Inevitably, reactions from the people and organs involved begin. The community of San Patrignano makes it known, through a press release, that the docuseries is only a “tendentious and partial tale”, full of “spectacularizations, dramatizations and simplifications” that risk damaging the work of the structure which, even today, represents a meeting and meeting point for thousands of drug addicts in Italy. To speak to Republic and also Piero Villaggio, the son of Paolo Villaggio who was a guest of SanPa for some time but who, as the creator Gianluca Neri specified in an interview with But, has chosen not to intervene in the series: «They chose to tell the gloom of that place above all.
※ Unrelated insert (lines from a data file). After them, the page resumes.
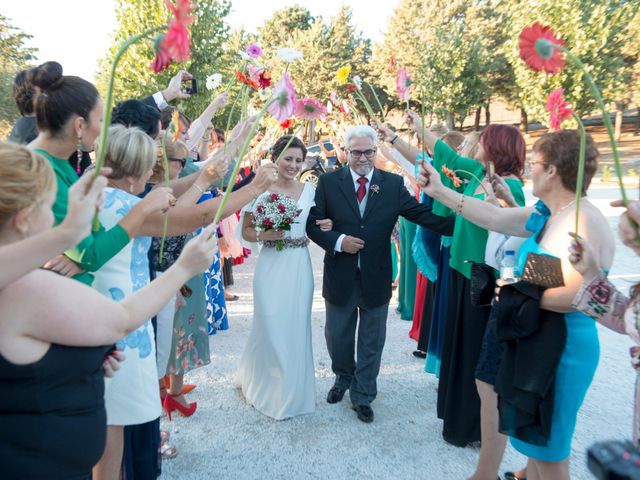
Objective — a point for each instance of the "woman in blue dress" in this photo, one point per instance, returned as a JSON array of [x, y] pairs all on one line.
[[554, 170]]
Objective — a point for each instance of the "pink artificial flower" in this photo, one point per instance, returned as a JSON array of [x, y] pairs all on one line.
[[284, 99], [403, 82], [176, 41], [539, 48], [162, 59], [310, 109], [558, 108], [254, 50], [174, 45]]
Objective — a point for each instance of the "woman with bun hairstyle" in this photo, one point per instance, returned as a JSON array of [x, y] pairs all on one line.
[[55, 332], [68, 113]]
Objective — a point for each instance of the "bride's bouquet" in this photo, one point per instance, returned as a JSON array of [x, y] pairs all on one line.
[[275, 212]]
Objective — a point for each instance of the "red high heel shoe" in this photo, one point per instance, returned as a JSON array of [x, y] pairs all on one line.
[[170, 404]]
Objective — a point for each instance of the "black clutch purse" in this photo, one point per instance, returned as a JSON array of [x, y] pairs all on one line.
[[483, 284], [614, 460]]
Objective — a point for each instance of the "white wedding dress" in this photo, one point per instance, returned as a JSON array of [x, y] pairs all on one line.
[[276, 369]]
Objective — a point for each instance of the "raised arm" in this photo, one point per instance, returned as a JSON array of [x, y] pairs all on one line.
[[70, 313], [19, 258], [326, 239], [510, 221]]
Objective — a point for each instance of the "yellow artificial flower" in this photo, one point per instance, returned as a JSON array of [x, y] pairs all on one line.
[[342, 75]]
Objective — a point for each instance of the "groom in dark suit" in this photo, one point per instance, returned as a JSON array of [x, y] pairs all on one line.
[[364, 204]]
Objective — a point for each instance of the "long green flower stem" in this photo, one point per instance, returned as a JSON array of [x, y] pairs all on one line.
[[165, 165], [605, 117], [106, 121], [580, 179], [466, 172], [364, 101], [241, 155]]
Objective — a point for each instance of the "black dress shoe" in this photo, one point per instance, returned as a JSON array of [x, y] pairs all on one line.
[[335, 394], [364, 412]]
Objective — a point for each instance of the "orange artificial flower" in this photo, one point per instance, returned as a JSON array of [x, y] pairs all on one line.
[[247, 81], [452, 176]]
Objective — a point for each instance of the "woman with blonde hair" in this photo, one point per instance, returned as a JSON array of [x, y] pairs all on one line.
[[52, 350]]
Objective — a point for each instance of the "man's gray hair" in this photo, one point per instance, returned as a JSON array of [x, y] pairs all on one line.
[[360, 131]]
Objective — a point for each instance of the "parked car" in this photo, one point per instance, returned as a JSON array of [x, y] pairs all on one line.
[[318, 163]]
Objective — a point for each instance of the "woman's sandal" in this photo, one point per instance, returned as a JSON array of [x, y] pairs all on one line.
[[167, 451]]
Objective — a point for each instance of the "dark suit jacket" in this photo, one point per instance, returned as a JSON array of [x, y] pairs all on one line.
[[336, 199]]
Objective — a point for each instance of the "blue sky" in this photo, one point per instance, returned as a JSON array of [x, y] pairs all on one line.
[[86, 35]]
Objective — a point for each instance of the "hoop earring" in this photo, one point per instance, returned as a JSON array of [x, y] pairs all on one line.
[[79, 154]]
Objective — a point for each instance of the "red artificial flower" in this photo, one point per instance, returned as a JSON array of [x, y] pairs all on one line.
[[174, 45], [558, 108], [539, 48], [248, 81], [452, 176]]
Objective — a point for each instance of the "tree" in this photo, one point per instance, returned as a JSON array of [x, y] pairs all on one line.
[[592, 30], [134, 77], [14, 57]]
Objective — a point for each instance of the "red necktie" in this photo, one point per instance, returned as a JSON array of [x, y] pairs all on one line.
[[362, 189]]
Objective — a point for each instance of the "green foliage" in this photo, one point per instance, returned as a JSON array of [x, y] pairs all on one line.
[[134, 78], [14, 57], [593, 30]]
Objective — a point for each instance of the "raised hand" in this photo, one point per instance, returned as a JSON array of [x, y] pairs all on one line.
[[215, 168], [85, 197], [583, 257], [352, 244], [326, 224], [197, 255], [627, 231], [220, 101], [158, 200], [429, 179], [173, 89]]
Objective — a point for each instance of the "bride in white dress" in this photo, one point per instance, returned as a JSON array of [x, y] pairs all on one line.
[[276, 370]]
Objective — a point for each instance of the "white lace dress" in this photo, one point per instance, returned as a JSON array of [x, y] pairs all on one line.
[[276, 370]]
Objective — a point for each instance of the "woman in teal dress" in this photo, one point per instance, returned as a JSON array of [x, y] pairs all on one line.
[[554, 170]]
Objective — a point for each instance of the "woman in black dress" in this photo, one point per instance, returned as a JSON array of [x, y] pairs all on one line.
[[53, 332]]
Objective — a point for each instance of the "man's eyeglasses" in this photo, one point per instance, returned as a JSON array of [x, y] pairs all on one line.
[[367, 153], [531, 163], [183, 161]]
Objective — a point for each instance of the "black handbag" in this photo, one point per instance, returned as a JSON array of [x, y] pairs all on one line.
[[483, 284]]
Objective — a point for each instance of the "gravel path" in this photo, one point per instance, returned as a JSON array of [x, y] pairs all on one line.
[[228, 439]]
Perhaps because the public is morbid: they prefer violence to good stories. But San Patrignano was also smiles, sunny days. Fiori »says Piero, who spent 4 years in the community, under Muccioli’s wing, from 1984 to 1987.« I told you, to those of Netflix. They contacted me to tell me everything: okay, but first tell me exactly what you want to do with it. I haven’t heard from them again ”adds Villaggio, who describes Muccioli as“ a scary lion ”endowed with great charisma and sensitivity, and which somehow confirms the climate of violence and harshness that reigned at the time. “I once brought a boy to eat: he had been locked up in a room, naked. I went back to Vincenzo, in front of other people I yelled at him: “You’re crazy, you can’t treat people like that”. What a slap, I took. A few hours later, alone, he explained to me: “I have to do it, with you I have no alteratives” »continues Piero.
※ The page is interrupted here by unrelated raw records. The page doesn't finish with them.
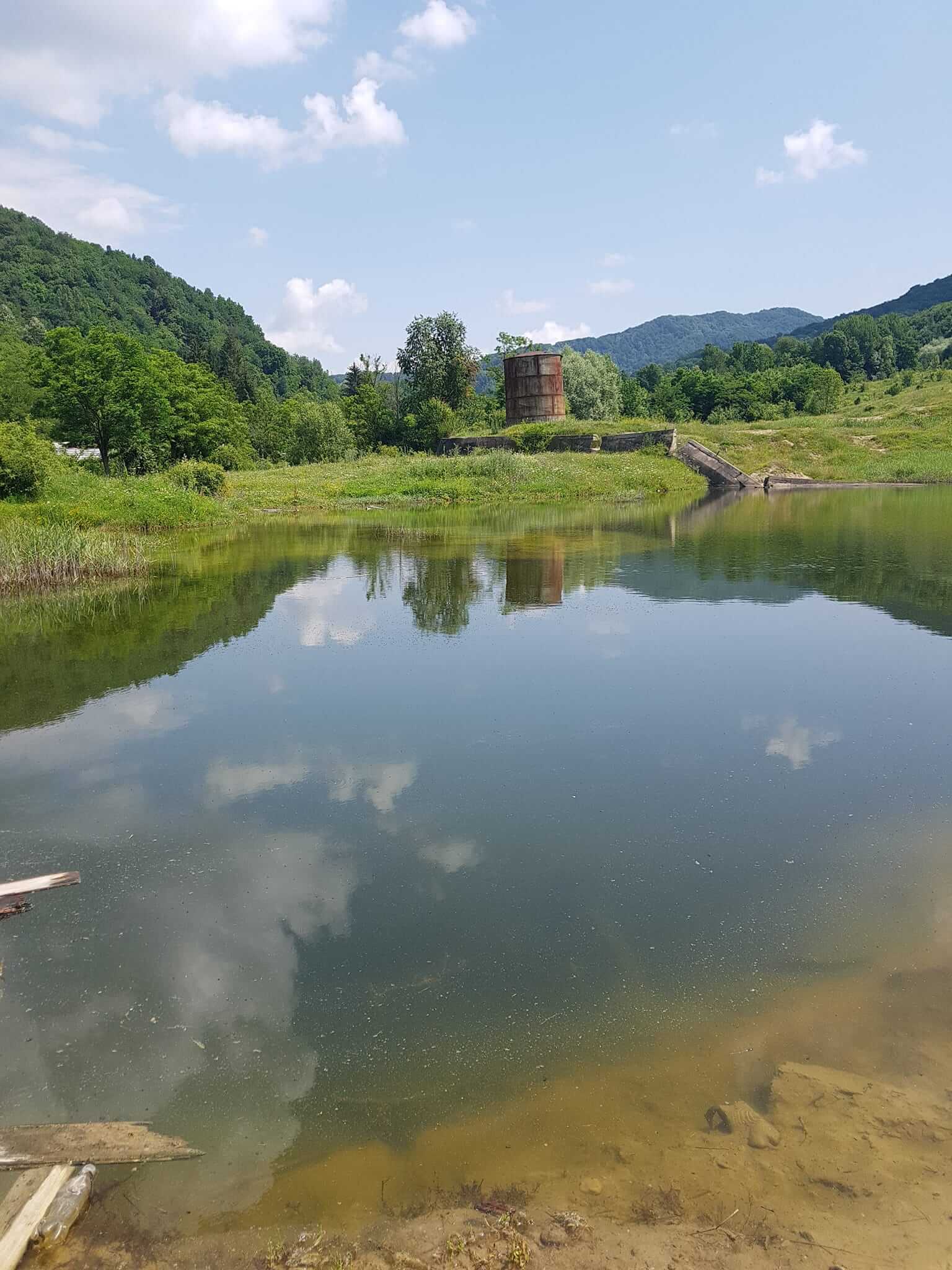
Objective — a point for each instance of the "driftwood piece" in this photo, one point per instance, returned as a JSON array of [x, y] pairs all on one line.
[[30, 884], [118, 1142], [40, 1194]]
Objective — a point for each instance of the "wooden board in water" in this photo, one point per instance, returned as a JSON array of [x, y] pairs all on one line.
[[118, 1142]]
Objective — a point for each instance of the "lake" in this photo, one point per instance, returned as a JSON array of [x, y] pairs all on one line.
[[431, 849]]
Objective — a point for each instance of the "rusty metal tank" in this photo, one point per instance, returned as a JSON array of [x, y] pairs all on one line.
[[534, 388]]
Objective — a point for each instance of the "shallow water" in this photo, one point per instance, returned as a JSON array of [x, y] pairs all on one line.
[[399, 835]]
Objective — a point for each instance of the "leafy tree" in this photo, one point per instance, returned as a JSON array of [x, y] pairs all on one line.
[[268, 426], [826, 394], [493, 363], [592, 385], [98, 389], [748, 358], [650, 376], [369, 413], [320, 433], [428, 425], [437, 361], [839, 351], [637, 402], [18, 393], [24, 460], [714, 358]]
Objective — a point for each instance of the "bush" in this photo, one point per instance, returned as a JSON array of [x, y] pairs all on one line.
[[232, 459], [320, 433], [197, 475], [432, 420], [24, 461]]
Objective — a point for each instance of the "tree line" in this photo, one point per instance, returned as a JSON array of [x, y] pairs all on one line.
[[148, 409]]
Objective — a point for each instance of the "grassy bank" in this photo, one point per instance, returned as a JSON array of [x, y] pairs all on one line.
[[495, 477], [878, 436]]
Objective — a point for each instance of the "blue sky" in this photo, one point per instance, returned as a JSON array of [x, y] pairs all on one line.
[[522, 164]]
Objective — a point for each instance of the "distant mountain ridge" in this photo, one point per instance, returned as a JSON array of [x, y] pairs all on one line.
[[919, 298], [666, 339]]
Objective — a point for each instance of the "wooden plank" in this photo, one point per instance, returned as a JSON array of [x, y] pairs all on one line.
[[15, 1237], [118, 1142], [30, 884], [18, 1194]]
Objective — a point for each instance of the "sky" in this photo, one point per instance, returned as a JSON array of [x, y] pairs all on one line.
[[338, 167]]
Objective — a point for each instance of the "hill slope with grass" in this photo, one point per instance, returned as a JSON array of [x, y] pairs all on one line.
[[666, 339], [54, 280]]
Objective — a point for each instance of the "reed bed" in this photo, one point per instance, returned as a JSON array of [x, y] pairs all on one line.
[[41, 557]]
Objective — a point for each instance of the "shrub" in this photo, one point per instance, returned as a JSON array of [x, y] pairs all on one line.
[[232, 459], [24, 461], [197, 475], [320, 433], [535, 437]]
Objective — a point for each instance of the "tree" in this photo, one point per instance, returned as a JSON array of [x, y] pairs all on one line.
[[437, 361], [592, 385], [749, 357], [637, 402], [18, 391], [319, 432], [371, 417], [650, 376], [98, 389], [714, 358]]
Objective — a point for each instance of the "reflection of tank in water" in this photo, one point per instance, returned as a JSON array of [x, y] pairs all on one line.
[[534, 580]]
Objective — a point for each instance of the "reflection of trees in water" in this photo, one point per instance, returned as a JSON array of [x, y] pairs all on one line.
[[886, 549], [441, 591]]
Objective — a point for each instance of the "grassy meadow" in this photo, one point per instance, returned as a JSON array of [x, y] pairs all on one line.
[[84, 527]]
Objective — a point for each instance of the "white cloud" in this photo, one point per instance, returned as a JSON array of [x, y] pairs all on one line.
[[611, 286], [69, 197], [201, 127], [69, 59], [815, 150], [813, 153], [451, 856], [51, 139], [374, 65], [522, 306], [438, 25], [301, 324], [553, 333]]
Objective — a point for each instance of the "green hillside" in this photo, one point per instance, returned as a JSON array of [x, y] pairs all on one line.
[[915, 300], [666, 339], [54, 280]]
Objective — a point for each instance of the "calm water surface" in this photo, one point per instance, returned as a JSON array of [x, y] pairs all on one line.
[[385, 824]]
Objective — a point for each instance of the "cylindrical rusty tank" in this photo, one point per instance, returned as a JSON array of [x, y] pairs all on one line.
[[534, 388]]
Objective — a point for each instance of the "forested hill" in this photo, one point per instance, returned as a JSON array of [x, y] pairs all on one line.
[[915, 300], [52, 280], [666, 339]]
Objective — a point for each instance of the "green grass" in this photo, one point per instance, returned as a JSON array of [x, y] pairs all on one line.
[[490, 478], [38, 557], [83, 498], [879, 437]]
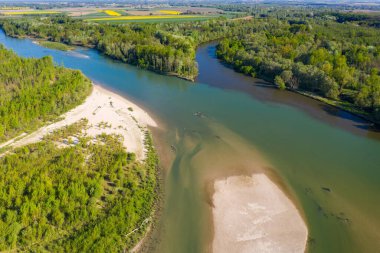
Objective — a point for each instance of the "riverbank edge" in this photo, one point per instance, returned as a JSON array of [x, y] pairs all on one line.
[[345, 106], [39, 40], [223, 220], [144, 230]]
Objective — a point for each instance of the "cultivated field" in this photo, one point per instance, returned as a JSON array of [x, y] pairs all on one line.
[[149, 18]]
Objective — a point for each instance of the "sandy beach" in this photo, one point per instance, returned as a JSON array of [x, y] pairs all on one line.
[[107, 113], [251, 214]]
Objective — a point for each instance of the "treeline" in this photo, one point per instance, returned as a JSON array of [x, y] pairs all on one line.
[[33, 91], [167, 48], [337, 61], [91, 196]]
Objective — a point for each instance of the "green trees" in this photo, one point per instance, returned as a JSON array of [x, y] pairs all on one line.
[[166, 48], [279, 82], [33, 91], [321, 57], [79, 198]]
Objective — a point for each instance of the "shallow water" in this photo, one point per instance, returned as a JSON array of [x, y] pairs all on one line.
[[245, 127]]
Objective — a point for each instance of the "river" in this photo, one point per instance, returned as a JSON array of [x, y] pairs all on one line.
[[244, 126]]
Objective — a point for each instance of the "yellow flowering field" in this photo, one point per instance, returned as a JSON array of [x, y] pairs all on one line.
[[112, 13], [30, 12], [170, 12], [143, 17]]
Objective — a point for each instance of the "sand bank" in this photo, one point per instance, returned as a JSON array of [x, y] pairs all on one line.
[[251, 214], [107, 113]]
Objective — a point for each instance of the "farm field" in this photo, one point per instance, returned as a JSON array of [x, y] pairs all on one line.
[[151, 18], [31, 12]]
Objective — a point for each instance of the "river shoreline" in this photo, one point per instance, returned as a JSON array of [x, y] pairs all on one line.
[[252, 214], [106, 112]]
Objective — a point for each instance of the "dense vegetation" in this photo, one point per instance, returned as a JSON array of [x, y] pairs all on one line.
[[87, 197], [334, 55], [33, 91], [330, 59], [167, 48]]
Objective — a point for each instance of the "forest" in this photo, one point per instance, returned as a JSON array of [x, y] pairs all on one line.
[[334, 55], [104, 206], [34, 91], [166, 48], [337, 61]]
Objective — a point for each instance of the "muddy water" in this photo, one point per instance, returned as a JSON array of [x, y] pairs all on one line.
[[227, 124]]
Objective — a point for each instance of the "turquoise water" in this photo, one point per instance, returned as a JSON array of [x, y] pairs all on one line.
[[306, 145]]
Despite the accuracy of the reconstruction and the testimonies that have given a fundamental imprinting to the narration – beyond Walter Delogu, the one whom the Muccioli family still sees as the “traitor” for having recorded Vincenzo without his knowledge telling him to kill a witness to the Maranzano crime, the most interesting figure is certainly that of Fabio Cantelli, former drug addict responsible for Muccioli’s communication at the time of the scandal – there are many things that SanPa failed to show. From the same testimony of Piero Villaggio – “There was a video in which, as a guest of Red Ronnie, he criticized some things about San Patrignano, Red Ronnie replied that those were a bit like the strategies of San Patrignano and he replied:” Yes, but these strategies dislocated my shoulder “” – the failure of Letizia Moratti to intervene, one of the key characters who could have added a lot to the story, and of Franz Vismara, present in all three San Patrignano managements: that of Muccioli, his son and the Moratti. «It seems he was the one who put Muccioli in contact with the Morattis. It seems, but Netflix needs three sources to certify a fact »added Gianluca Neri a But. Beyond the things that could not be done and those that could be told in a more multifaceted way, a SanPa deserves credit for having created what all docuseries should aim to achieve: the debate and the reopening of doubts and questions, the curiosity towards a story and a character, Muccioli, on which there seems to have been some unconscious repression by the public and which, from now on, we will find it hard to forget.